Complete Guide

How to Run an A/B Test

Follow these 6 steps to run a statistically valid A/B test. Covers hypothesis formation, sample size, test design, peeking bias, and post-analysis for product managers.

1
Define Your Hypothesis and Success Metric

A well-formed hypothesis is the difference between a test that produces learning and one that produces confusion. Every A/B test starts with a falsifiable hypothesis: what you are changing, why you expect it to move the metric, and how you will measure it.

Use the structure: "We believe that [change] will cause [outcome] because [reason], measured by [metric]."
Example: "We believe that moving the CTA button above the fold will increase free trial sign-up rate because users will see the primary action before scrolling, measured by 7-day free trial conversion rate."
Choose one primary metric. Secondary metrics are monitored but do not determine the winner.
Primary metrics for product tests: conversion rate, activation rate, retention (Day 7, Day 30), revenue per user, task completion rate.
Avoid vanity metrics like page views or time on page unless they directly tie to your business outcome.
Specify the minimum detectable effect (MDE): the smallest improvement worth deploying. If a 1% lift is not worth the engineering cost, set your MDE at 5%. This also determines your required sample size.

Formula

Hypothesis: If [change], then [metric] will [increase/decrease] by [X]% because [reason]

Pro tip: Write your hypothesis before you look at any data. Post-hoc hypothesis formation (writing it after seeing early results) is a form of p-hacking that invalidates the test. Document the hypothesis, MDE, and expected direction in a shared experiment log before any code is shipped.

2
Calculate Required Sample Size

Running a test without calculating the required sample size first is the most common A/B testing mistake. Under-powered tests produce unreliable results: false positives (declaring a winner that is not real) and false negatives (missing a real improvement).

Set your statistical power at 80%. That means an 80% chance of detecting a real effect at your specified MDE.
Set your significance level (alpha) at 5% (0.05). That means a 5% probability of a false positive.
You need your current baseline conversion rate (from historical data) and your minimum detectable effect (MDE).
Sample size formula inputs: baseline conversion rate (p), desired MDE (E), Z-score for 80% power (1.28), Z-score for 95% confidence (1.96).
Example: Baseline conversion rate = 3%, MDE = 0.5 percentage points (a 17% relative lift), required sample size per variant ≈ 16,000 users.
At 1,000 daily users split 50/50, this test takes 32 days to reach 16,000 per variant. Longer than most teams expect.

Formula

Sample Size per Variant = (Z_power + Z_alpha)^2 x p x (1-p) / (MDE)^2

Pro tip: Use the PM Toolkit A/B Test Pre-Test Planner to get your exact sample size and test duration. Most teams underestimate required sample sizes because they set MDE too optimistically. If the required duration exceeds 60-90 days, reconsider whether the test is feasible or whether to raise your MDE threshold.

3
Design Control and Variant with a Single Variable

A/B testing depends on isolation: change exactly one variable between control and variant so that any observed difference can be causally attributed to that change. Multi-variable changes undermine causal inference.
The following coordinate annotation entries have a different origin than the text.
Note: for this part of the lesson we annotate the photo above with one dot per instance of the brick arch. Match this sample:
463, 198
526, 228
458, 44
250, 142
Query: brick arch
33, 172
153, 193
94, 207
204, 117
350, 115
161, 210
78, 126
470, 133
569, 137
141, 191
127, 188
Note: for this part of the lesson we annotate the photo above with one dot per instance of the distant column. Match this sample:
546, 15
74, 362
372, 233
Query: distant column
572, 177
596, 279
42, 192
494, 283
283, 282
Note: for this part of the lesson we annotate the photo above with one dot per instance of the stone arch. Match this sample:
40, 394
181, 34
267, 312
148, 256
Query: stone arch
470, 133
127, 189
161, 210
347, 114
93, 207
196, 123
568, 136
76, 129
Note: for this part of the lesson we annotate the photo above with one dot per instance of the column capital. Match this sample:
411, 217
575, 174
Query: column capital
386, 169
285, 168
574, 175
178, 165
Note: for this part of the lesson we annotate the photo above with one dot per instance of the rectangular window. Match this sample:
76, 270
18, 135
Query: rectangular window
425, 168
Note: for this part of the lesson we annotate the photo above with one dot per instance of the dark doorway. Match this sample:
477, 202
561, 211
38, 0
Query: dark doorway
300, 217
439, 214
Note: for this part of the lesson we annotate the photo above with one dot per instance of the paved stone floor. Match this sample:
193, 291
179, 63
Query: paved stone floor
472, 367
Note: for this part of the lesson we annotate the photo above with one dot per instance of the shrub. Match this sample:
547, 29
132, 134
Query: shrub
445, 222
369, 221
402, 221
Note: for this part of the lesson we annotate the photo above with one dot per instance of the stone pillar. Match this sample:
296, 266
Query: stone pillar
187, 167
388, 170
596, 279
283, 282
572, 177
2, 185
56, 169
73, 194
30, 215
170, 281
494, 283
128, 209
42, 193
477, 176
Control (A): The current experience, unchanged. This is your baseline.
Variant (B): The current experience with exactly one modification. A different button color, headline copy, CTA text, layout, or feature toggle.
Resist the temptation to "while we are at it" add multiple changes. If you change the button color AND the headline AND add a trust badge, you cannot know which change drove the result.
For major redesigns where isolation is impractical, use multivariate testing (MVT). Note that MVT requires far larger sample sizes.
Ensure technical implementation is correct: the randomization is at the user level (not session level), both variants load at the same speed, and the experiment is logged for every user who is exposed.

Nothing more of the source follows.